Filed Under:  Local

Embattled Zulu club takes another legal hit

13th August 2018   ·   0 Comments

Already reeling from a lawsuit filed earlier this summer by a former female employee that accuses former president and King-elect Naaman Stewart of sexual harassment, the Zulu Social Aid & Pleasure Club took another hit Wednesday when the same plaintiff filed a second lawsuit accusing Zulu members of harassment intimidation and attempting to bribe her to remain silent about the alleged 2015 incident.

The historically Black Carnival organization announced last month that it would conduct its own investigation and suspended Stewart indefinitely after The New Orleans Advocate and WWL News released audio recordings of a man believed to be Stewart seeking to force his way into a Zulu club restroom and repeatedly asking a female employee to allow him to see her body parts.
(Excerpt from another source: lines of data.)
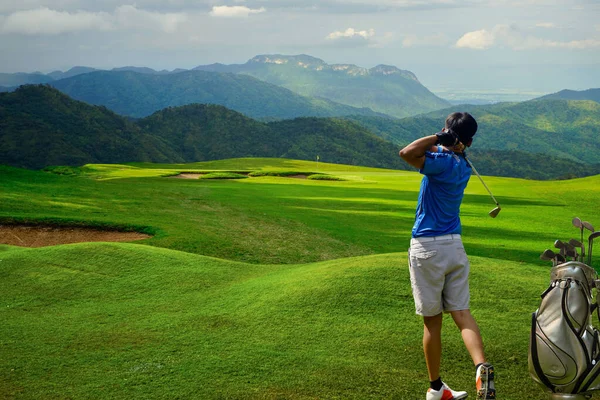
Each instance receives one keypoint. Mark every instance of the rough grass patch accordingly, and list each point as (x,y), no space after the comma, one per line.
(66,170)
(324,177)
(279,173)
(223,175)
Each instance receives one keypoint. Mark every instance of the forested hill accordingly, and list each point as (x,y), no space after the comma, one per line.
(40,126)
(207,132)
(139,94)
(560,128)
(384,88)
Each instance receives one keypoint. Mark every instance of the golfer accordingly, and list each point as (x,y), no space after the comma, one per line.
(439,268)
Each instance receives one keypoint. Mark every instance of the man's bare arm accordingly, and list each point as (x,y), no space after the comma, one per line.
(414,153)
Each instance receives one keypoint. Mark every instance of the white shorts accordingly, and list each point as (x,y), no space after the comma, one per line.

At one point during the audio recording, the man threatens to lock the woman in the restroom if she doesn’t comply with his request.

STEWART

STEWART

FOX 8 News reported last week that Zulu’s membership has voted to replace King-elect Naaman Stewart with George Rainey, who reportedly was only six votes shy of becoming Zulu King when club members selected a new king over the Memorial Day Weekend.

In the lawsuit filed Wednesday, the plaintiff, who was fired after the bathroom incident, accuses the organization of being complicit in the sexual harassment case.

She accused Zulu members of showing up at her job wearing T-shirts that read “Naaman Stewart for Zulu president” and trying to dissuade her from talking to authorities about the incident. She also alleges that she was offered as much as $15,000 to remain quiet about the incident.

In the four-page document filed in Orleans Civil Court Wednesday, former Zulu employee Gemell Hulbert alleges other Zulu members were complicit in attempts to intimidate her into not talking about the 2015 bathroom incident where she says Stewart refused to let her leave until she showed her breasts and had sex with him.

The court filing names Zulu member Danatus King as a defendant, specifically for his comments made to the media.

It says, “Mr. King’s comments were reckless, insensitive and part of a continuing conspiracy to intentionally portray false information by Zulu Social Aid and Pleasure Club, Inc. and to conceal the truth.”

The lawsuit also alleges that attorney Kenya Rounds, a registered agent for the social club, patronized Hulbert’s workplace, and “approached plaintiff in attempt to intimidate her to refrain from contacting the police.”

The woman claims that another Zulu member offered her $10,000 and then $15,000 on behalf of Stewart to, “refrain from reporting his conduct against her to the police department.”

Stewart, who sought unsuccessfully to have the lawsuit thrown out, was expected to make a court appearance Friday.